Why do random forests work? They are self-regularizing adaptive smoothers

Here's some context and a partial summary (youoy also has a nice summary) --

Context:

A random forest is an ML model that can be trained to predict an output value based on a list of input features: eg, predicting a house's value based on square footage, location, etc. This paper focuses on regression models, meaning the output value is a real number (or a vector thereof). Classical ML theory suggests that models with many learned parameters are more likely to overfit the training data, meaning that when you predict an output for a test (non-training) input, the predicted value is less likely to be correct because the model is not generalizing well (it does well on training data, but not on test data - aka, it has memorized, but not understood).

Historically, a surprise is that random forests can have many parameters yet don't overfit. This paper explores the surprise.

What the paper says:

The perspective of the paper is to see random forests (and related models) as _smoothers_, which is a kind of model that essentially memorizes the training data and then makes predictions by combining training output values that are relevant to the prediction-time (new) input values. For example, k-nearest neighbors is a simple kind of smoother. A single decision tree counts as a smoother because each final/leaf node in the tree predicts a value based on combining training outputs that could possibly reach that node. The same can be said for forests.

So the authors see a random forest as a way to use a subset of training data and a subset of (or set of weights on) training features, to provide an averaged output. While a single decision tree can overfit (become "spikey") because some leaf nodes can be based on single training examples, a forest gives a smoother prediction function since it is averaging across many trees, and often other trees won't be spikey for the same input (their leaf node may be based on many training points, not a single one).

Finally, the authors refer to random forests as _adaptive smoothers_ to point out that random forests become even better at smoothing in locations in the input space that either have high variation (intuitively, that have a higher slope), or that are far from the training data. The word "adaptive" indicates that the predicted function changes behavior based on the nature of the data — eg, with k-NN, an adaptive version might increase the value of k at some places in the input space.
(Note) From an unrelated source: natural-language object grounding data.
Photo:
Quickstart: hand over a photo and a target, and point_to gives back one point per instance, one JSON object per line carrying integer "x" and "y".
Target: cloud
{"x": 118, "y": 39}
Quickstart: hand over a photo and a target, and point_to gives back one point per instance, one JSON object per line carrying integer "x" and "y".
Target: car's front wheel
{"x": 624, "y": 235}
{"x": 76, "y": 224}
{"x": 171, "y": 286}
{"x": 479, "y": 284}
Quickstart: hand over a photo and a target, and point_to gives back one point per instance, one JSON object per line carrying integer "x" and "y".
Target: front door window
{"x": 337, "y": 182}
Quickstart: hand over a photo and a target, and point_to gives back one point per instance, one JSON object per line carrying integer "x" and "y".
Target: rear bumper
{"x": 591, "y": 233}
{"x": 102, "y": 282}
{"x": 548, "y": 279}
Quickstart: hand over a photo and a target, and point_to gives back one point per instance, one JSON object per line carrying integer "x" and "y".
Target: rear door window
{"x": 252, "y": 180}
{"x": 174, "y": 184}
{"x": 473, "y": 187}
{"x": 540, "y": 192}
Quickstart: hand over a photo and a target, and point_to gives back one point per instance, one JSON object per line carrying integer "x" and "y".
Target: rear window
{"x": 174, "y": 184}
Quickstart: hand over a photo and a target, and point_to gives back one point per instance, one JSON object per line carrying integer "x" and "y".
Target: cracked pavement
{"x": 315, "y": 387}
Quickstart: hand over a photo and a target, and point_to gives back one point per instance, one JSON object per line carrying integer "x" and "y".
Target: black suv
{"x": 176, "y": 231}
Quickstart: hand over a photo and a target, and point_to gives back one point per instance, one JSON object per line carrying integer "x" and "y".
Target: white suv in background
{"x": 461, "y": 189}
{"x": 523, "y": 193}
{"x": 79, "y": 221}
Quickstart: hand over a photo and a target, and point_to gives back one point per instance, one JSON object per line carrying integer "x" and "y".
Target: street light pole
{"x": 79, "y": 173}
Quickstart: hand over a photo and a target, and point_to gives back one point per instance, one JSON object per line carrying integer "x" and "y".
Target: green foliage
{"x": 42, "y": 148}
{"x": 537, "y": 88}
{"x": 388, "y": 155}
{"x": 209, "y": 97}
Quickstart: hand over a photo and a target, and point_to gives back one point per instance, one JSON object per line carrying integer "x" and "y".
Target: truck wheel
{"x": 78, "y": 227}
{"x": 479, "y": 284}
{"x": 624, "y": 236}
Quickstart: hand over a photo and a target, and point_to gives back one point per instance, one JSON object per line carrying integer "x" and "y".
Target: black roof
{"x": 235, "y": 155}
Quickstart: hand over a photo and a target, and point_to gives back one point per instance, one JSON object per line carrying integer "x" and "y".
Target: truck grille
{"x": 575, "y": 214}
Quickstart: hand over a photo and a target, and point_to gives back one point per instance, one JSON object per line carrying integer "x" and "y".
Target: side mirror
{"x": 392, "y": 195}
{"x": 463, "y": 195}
The way random forests act adaptively is that (a) the prediction function is naturally more dense (can change value more quickly) in areas of high variability because those locations will have more leaf nodes, and (b) the prediction function is typically a combination of a wider variety of possible values when the input is far from the training data because in that case the trees are likely to provide a variety of output values. These are both ways to avoid overfitting to training data and to generalize better to new inputs.

Disclaimer: I did not carefully read the paper; this is my quick understanding.

I think this is specifically coming to terms with an insight that's taught to statisticians about a bias-variance tradeoff.

From my understanding, in a statistical setting, low variability in bias leads to high variability in variance whereas low variability in variance leads to high variability in bias. The example I saw was with K-means, where K = N leads to high variance (the predicted cluster is highly variable) but low bias (take an input point, you get that exact input point back), vs. K=1 low variance (there's only one cluster) but bad bias (input point is far away from the cluster center/representative point).

I'm not sure I've characterized it well but there's a Twitter post from Alicia Curth that explains it [0] as well as a paper that goes into it [1].

[0] https://x.com/AliciaCurth/status/1841817856142348529

[1] https://arxiv.org/abs/2409.18842